I suppose it depends on the the bus route. The route by PC isn’t bad because it’s mostly PC students (though they fall under the loud and occasionally disrespectful categories). The Chalkstone route is full of loud, obnoxious teenagers who generally won’t even get out of their seat to allow an elderly person to sit.
I can understand why people don’t like taking the bus. There is a stigma to it, and on some routes, the stereotype of the average bus rider is true. My wife doesn’t like taking the bus anymore (we used to live off Atwells and it was a much nicer ride for her). She came here via Boston and Philly where she rode the bus all the time to get to work/school.

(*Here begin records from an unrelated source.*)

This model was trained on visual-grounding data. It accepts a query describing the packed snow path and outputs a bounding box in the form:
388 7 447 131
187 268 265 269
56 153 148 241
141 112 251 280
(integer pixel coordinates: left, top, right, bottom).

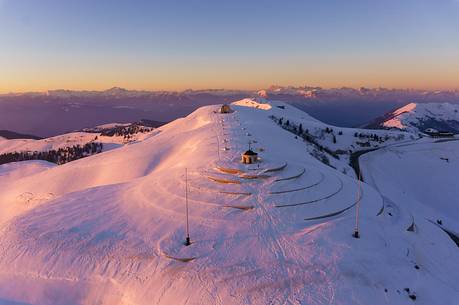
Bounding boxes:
0 99 458 305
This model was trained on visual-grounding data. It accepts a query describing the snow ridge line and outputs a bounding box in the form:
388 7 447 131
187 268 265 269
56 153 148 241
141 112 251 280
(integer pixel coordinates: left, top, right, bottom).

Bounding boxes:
269 172 325 194
303 187 364 221
275 174 343 208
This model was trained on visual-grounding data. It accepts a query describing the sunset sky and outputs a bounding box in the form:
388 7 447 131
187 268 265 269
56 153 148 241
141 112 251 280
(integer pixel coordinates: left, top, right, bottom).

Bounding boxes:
0 0 458 92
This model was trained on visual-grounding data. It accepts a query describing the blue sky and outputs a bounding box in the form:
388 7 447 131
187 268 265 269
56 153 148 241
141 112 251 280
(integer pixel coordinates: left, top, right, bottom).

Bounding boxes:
0 0 458 91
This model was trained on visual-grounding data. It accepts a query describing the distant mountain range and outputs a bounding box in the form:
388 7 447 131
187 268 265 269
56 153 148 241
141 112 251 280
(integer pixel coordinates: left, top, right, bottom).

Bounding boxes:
1 87 252 99
1 86 459 137
257 85 459 101
3 86 459 101
0 130 42 140
364 102 459 134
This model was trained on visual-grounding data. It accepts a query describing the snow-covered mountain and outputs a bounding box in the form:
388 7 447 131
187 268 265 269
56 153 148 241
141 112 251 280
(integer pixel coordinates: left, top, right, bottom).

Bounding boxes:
0 99 458 305
0 121 159 167
365 102 459 134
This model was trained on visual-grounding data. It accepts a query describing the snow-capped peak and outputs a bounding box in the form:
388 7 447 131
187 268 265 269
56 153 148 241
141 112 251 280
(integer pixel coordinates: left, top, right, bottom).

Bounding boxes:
392 102 417 116
232 98 272 110
368 102 459 134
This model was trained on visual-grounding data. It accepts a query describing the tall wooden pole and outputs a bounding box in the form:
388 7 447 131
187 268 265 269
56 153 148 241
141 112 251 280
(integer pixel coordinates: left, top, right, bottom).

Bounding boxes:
185 167 191 246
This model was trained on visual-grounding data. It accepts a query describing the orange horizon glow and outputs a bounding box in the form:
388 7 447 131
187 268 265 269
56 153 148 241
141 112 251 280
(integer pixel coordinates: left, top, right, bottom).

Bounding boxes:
2 64 459 93
1 75 458 94
2 82 459 95
1 52 458 94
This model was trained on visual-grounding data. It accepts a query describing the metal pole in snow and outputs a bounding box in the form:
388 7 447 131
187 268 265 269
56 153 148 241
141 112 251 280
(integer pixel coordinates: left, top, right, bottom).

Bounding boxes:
185 167 191 246
217 134 221 160
214 114 221 161
353 170 361 239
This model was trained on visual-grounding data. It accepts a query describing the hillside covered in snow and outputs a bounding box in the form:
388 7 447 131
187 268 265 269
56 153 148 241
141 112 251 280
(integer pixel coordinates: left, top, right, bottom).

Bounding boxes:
366 102 459 134
0 99 458 305
0 122 158 166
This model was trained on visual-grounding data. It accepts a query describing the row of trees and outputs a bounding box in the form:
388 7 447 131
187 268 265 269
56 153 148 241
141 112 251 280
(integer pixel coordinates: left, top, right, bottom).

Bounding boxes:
354 132 389 142
270 115 340 160
281 119 342 144
100 124 153 137
0 142 103 165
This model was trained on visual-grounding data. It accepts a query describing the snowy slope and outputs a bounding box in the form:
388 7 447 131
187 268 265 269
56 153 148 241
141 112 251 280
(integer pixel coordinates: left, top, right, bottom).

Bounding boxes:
0 99 458 305
252 98 412 178
0 132 114 155
360 138 459 233
367 102 459 133
0 128 159 155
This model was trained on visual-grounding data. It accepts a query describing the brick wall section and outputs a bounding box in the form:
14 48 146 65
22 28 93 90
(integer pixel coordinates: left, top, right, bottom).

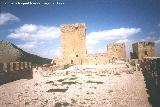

Certain bus routes are also crowded. That’s a problem easily fixed by adding more buses to spread out the people. There’s also the issue that RIPTA is plagued by lateness. I’ve had buses just never come. I’ve seen 2 buses right after each other. I know that there’s the issue of traffic in the city and buses can break down, but there’s gotta be a way to prevent some of the issues.
Gotta give RIPTA credit though. Even with all of those challenges, RIPTA ridership has increased by 46.90%, exceeding the national average of over 18% by quite a large margin. This is per the National Transit Database (see below).
Sorry. Forgot to qualify that this percentage increase is between 1998 and 2007.
Oh Maz, those figures can’t be accurate. I think Pittsburgh is the #1 city, don’t you?